Shine was named in suits filed by former host Gretchen Carlson and former network contributors Julie Roginsky and Andrea Tantaros for his role in allegedly discouraging women at the network from taking their harassment claims to court. “Roginsky, who said Ailes sexually harassed her, accused Shine of retaliating against her for her refusal to join ‘Team Roger,’ a cadre of women who supported Ailes in his battle with Carlson. Shine denied those allegations,” per Paul and Felicia. “He also allegedly played a role in covering up Ailes’s relationship with Laurie Luhn, a former Fox booker who claimed she had a long, abusive affair with Ailes that eventually led to her mental breakdown. Luhn received $3.1 million from Fox in 2011 to settle her allegations of abuse and mistreatment by Ailes.”

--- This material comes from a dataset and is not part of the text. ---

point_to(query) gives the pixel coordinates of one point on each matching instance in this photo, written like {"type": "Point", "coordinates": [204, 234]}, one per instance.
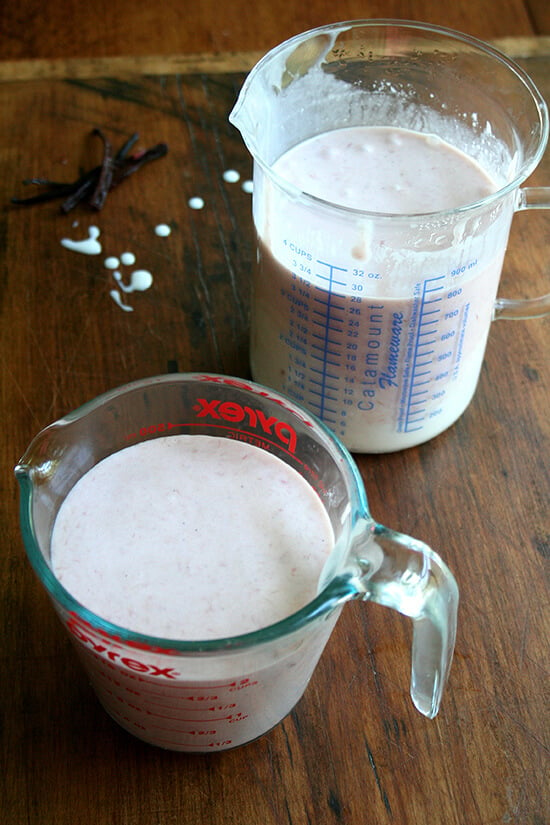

Carlson, who received a $20 million settlement from Fox’s parent company in 2016, was disturbed by Shine’s promotion:

So was conservative Weekly Standard editor Bill Kristol, who served as chief of staff to Dan Quayle when he was vice president: 

“It's extraordinary that the president of the United States could hire someone like this,” one senior Fox News executive told BuzzFeed. “This is someone who is highly knowledgeable of women being cycled through for horrible and degrading behavior by someone who was an absolute monster.”

“I don’t want [to] see the ghost of Roger Ailes running the White House communications operation,” Judicial Watch founder Larry Klayman told the Daily Beast.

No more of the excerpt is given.